Many of the Russian forces that drove deep into Georgia after fighting broke out Aug. 7 in the separatist region of South Ossetia have pulled back, but at least hundreds are estimated to still be manning checkpoints, that Russia calls “security zones,” inside Georgia proper. Two of those checkpoints are near the edge of Poti, one of Georgia’s most important Black Sea ports. The Russian military is also claiming the right to patrol in the city.

An Associated Press cameraman was treated roughly by Russian troops Sunday when he tried to film Russian movements around Poti. Georgian officials have said much of the port’s infrastructure — radar, Coast Guard ships, other equipment — was destroyed by the Russians.

In a move that angered Russia, the U.S. sent the missile destroyer USS McFaul to the southern Georgian port of Batumi, well away from the conflict zone, to deliver 34 tons of humanitarian aid Sunday. The McFaul left Batumi on Tuesday but would remain in the Black Sea area, said Commander Scott Miller, a spokesman for the U.S. Navy’s 6th Fleet in Naples, Italy.

A U.S. Coast Guard cutter, meanwhile, was headed for Georgia with a shipment of aid. Embassy spokesman Stephen Guice didn’t give details on which ship would aim to enter Poti, but it appeared likely the smaller Coast Guard ship would aim to dock, with the McFaul possibly remaining on guard at sea. “We can confirm that US ship-borne humanitarian aid will be delivered to Poti tomorrow,” Mr. Guice said.

In Moscow, the deputy head of the Russian military’s general staff lashed out at the U.S. naval operation. “We are worried” about the way aid is delivered on warships, Gen. Anatoly Nogovitsyn said. “This is devilish.” “This aid could be bought at any flea market,” he added.

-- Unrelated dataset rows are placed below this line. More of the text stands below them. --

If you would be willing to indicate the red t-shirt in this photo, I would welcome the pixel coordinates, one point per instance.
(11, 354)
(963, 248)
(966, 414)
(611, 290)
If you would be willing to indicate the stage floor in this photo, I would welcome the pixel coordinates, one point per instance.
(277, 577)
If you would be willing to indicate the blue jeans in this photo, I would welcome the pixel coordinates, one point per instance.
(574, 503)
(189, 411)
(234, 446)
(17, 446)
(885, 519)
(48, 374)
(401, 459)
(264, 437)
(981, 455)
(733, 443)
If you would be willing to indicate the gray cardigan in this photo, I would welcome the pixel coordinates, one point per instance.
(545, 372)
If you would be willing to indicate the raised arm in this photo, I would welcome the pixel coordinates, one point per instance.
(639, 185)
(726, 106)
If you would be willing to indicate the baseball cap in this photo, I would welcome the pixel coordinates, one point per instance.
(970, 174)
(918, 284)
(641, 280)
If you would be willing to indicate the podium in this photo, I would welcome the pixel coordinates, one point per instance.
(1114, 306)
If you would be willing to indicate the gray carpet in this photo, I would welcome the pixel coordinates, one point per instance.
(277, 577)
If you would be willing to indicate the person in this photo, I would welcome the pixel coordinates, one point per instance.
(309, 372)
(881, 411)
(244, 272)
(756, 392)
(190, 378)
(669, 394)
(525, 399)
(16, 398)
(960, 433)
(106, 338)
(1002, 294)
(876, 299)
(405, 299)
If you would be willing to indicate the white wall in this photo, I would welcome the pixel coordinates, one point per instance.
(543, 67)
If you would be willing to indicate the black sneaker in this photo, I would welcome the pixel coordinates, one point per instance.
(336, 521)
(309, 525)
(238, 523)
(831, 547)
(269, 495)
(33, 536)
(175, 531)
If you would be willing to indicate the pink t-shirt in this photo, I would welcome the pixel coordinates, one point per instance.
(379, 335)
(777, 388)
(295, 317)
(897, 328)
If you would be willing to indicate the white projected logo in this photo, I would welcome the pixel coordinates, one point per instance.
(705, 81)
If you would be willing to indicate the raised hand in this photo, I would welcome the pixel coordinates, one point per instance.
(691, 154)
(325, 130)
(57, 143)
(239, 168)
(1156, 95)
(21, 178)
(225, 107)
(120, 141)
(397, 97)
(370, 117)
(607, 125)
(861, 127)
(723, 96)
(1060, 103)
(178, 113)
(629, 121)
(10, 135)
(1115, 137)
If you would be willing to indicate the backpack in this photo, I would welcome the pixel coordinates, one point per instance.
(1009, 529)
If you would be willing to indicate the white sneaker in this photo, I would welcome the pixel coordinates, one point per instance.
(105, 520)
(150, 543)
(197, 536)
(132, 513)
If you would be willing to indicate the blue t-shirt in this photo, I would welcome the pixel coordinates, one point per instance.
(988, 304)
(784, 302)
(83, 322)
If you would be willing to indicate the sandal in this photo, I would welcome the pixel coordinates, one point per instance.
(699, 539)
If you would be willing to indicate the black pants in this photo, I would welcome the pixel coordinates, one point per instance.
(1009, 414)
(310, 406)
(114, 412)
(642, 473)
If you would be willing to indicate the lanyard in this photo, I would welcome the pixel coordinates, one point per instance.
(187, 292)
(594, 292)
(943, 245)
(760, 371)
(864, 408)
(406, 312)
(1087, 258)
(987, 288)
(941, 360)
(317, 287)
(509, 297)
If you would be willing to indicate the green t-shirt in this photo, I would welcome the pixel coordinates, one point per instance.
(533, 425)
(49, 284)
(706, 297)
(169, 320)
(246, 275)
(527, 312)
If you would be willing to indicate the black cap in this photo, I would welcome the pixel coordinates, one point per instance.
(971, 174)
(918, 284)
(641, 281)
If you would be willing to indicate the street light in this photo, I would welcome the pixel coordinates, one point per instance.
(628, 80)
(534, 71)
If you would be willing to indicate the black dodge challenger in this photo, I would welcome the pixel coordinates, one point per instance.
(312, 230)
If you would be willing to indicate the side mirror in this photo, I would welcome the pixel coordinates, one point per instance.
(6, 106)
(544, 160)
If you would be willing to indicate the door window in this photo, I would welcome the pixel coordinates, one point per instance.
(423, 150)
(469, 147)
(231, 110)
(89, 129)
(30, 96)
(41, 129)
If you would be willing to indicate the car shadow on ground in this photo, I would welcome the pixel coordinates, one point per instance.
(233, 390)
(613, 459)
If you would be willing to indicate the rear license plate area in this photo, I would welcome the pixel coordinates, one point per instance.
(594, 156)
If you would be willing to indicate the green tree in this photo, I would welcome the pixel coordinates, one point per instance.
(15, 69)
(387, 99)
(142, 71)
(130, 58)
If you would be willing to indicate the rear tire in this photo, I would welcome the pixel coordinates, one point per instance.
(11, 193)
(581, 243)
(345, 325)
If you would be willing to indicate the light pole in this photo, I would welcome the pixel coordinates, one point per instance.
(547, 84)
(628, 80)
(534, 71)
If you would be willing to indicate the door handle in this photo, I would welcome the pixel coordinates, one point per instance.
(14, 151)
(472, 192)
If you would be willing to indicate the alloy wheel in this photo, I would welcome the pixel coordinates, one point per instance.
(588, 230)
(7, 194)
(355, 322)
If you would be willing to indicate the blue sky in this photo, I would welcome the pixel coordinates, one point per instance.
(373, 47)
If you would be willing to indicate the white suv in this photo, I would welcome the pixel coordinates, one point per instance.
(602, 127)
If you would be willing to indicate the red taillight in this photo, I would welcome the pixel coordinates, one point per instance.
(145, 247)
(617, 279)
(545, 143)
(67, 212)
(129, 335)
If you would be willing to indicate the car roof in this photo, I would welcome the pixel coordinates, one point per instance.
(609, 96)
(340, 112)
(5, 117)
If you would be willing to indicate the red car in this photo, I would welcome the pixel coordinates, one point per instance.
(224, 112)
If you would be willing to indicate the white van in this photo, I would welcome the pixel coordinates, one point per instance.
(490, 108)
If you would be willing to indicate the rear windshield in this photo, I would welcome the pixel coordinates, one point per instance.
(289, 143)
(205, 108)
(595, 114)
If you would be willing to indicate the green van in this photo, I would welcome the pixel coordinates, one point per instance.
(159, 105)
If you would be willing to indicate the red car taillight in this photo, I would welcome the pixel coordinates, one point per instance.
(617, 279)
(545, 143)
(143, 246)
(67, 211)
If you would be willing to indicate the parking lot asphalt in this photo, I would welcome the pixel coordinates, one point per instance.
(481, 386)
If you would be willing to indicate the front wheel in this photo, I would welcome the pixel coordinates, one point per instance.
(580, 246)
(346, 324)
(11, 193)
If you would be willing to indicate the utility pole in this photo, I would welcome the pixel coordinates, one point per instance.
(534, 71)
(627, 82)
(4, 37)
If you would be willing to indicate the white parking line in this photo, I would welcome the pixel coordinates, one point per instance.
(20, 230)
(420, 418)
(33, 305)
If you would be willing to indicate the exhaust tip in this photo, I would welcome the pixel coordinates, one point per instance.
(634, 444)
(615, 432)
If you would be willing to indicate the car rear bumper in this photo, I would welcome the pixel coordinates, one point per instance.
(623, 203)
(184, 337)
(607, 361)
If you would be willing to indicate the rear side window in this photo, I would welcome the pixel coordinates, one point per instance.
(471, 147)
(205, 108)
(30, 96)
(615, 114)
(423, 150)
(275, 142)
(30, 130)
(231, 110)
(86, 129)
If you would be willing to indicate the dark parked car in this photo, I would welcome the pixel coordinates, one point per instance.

“Devilish.” Excellent (cue Monty Burns voice.)

Ball’s in your court, guys. Watcha gonna do ’bout it?

The Russians have no good options once USCGC Dallas pulls into Poti–which is just why the move is so devilish (in Russian eyes). Deny the delivery of humanitarian relief to sovereign Georgian territory, and they make it clear that they are in violation of international law; that they are really engaged in a punitive mission against Georgia with the intent of unseating the duly elected government, rather than protecting “Russian citizens”; that they have no intent of adhering to their commitments under the “cease fire” agreement; all while running the risk of an escalation that would jeopardize Putin’s long term plans. Allow the delivery of the aid, and they will appear to be climbing down in the face of US pressure.

This episode suggests that Putin let his rage against Saakashvilli and his hormones get the better of him. This was not the move of a self-controlled judo master. Rather than using his opponent’s momentum against him, Putin’s lunge has put him off balance. He must either beat a retreat, or escalate the situation, thereby weakening Russia’s long term position.

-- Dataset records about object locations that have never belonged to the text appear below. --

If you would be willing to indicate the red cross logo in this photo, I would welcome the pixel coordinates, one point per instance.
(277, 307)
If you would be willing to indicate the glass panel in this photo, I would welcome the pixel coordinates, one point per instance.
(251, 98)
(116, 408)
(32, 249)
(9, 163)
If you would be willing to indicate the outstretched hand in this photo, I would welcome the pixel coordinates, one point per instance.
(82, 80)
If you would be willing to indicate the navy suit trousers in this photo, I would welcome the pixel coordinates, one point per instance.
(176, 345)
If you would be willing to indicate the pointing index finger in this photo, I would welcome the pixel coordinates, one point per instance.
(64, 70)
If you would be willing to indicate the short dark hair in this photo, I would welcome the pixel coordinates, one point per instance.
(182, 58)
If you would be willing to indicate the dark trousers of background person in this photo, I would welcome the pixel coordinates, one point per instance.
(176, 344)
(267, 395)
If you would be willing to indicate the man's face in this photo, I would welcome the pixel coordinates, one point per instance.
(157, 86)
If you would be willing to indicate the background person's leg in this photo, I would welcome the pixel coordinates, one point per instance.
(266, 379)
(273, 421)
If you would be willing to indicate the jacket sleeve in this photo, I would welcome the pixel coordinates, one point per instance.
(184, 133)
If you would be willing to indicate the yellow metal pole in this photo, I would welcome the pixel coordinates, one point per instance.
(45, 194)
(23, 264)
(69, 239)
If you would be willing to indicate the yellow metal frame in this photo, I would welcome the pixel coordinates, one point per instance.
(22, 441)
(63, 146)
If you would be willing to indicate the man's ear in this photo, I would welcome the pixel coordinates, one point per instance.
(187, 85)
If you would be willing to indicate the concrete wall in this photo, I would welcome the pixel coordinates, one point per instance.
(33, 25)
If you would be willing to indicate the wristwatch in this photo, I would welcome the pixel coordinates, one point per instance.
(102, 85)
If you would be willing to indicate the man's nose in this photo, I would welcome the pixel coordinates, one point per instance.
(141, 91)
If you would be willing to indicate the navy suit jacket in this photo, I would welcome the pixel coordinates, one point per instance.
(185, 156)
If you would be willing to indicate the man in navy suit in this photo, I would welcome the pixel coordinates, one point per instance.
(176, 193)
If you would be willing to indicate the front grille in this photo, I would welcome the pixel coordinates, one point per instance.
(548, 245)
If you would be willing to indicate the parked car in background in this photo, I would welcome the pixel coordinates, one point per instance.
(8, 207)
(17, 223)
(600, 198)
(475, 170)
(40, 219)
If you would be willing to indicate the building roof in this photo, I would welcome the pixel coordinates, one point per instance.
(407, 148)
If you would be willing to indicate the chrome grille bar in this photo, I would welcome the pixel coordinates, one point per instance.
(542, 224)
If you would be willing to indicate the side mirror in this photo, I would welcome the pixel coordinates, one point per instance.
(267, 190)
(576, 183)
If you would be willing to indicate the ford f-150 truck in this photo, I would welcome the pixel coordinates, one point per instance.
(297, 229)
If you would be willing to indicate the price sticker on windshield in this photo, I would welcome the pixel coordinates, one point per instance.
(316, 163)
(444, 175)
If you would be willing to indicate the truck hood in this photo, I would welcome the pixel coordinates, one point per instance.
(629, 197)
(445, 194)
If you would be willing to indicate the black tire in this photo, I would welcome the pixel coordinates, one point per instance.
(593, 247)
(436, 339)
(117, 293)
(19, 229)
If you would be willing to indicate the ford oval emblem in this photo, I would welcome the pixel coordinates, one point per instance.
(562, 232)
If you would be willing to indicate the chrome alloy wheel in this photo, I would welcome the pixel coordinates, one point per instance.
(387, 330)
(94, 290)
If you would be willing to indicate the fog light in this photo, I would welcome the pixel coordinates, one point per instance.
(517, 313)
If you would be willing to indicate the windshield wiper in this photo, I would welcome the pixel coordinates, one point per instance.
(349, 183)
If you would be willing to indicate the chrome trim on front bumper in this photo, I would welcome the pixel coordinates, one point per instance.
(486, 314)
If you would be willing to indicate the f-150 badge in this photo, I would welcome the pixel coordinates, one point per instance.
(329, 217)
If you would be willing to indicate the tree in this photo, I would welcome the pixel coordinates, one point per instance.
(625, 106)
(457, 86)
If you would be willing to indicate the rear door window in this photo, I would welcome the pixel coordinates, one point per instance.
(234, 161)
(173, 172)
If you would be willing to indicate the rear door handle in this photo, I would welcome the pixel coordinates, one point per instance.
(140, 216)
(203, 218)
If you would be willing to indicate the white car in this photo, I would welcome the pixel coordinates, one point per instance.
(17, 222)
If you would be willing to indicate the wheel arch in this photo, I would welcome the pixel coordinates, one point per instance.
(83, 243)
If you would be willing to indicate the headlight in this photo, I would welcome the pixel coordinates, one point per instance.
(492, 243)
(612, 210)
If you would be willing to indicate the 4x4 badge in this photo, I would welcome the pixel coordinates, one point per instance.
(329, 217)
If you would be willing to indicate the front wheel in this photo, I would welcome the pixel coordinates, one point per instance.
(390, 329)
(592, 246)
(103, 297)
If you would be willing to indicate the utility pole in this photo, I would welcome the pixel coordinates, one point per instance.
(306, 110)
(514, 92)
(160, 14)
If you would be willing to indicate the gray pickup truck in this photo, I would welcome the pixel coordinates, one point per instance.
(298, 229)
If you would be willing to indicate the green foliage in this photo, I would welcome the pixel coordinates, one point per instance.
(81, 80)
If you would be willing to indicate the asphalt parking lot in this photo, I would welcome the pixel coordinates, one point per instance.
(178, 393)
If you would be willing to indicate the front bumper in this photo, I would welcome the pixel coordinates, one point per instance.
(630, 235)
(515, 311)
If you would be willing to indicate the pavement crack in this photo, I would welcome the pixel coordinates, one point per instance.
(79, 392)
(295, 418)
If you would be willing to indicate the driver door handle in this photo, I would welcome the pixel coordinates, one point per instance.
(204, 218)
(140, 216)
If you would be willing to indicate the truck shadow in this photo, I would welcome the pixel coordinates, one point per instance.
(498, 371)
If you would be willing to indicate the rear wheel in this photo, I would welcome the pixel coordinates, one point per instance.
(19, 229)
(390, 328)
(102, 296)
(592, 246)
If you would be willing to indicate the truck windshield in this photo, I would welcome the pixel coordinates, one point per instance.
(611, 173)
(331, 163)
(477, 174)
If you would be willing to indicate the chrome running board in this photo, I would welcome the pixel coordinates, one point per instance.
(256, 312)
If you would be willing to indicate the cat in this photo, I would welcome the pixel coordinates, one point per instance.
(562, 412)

How did Putin get into this situation? It seems driven by overconfidence. Where did that come from? Disdain for the Europeans and the United States? Belief that the Euros would not respond because, well, they’re Euros? Belief that the US would not respond because Bush is tired and distracted, an election is underway, we are “bogged down” in Iraq, and that the European Lilliputians would rein us in? The rather predictable effect of isolation from feedback and reasoned challenge that is the hallmark of autocratic systems ruled by fear? All of the above, and more, methinks.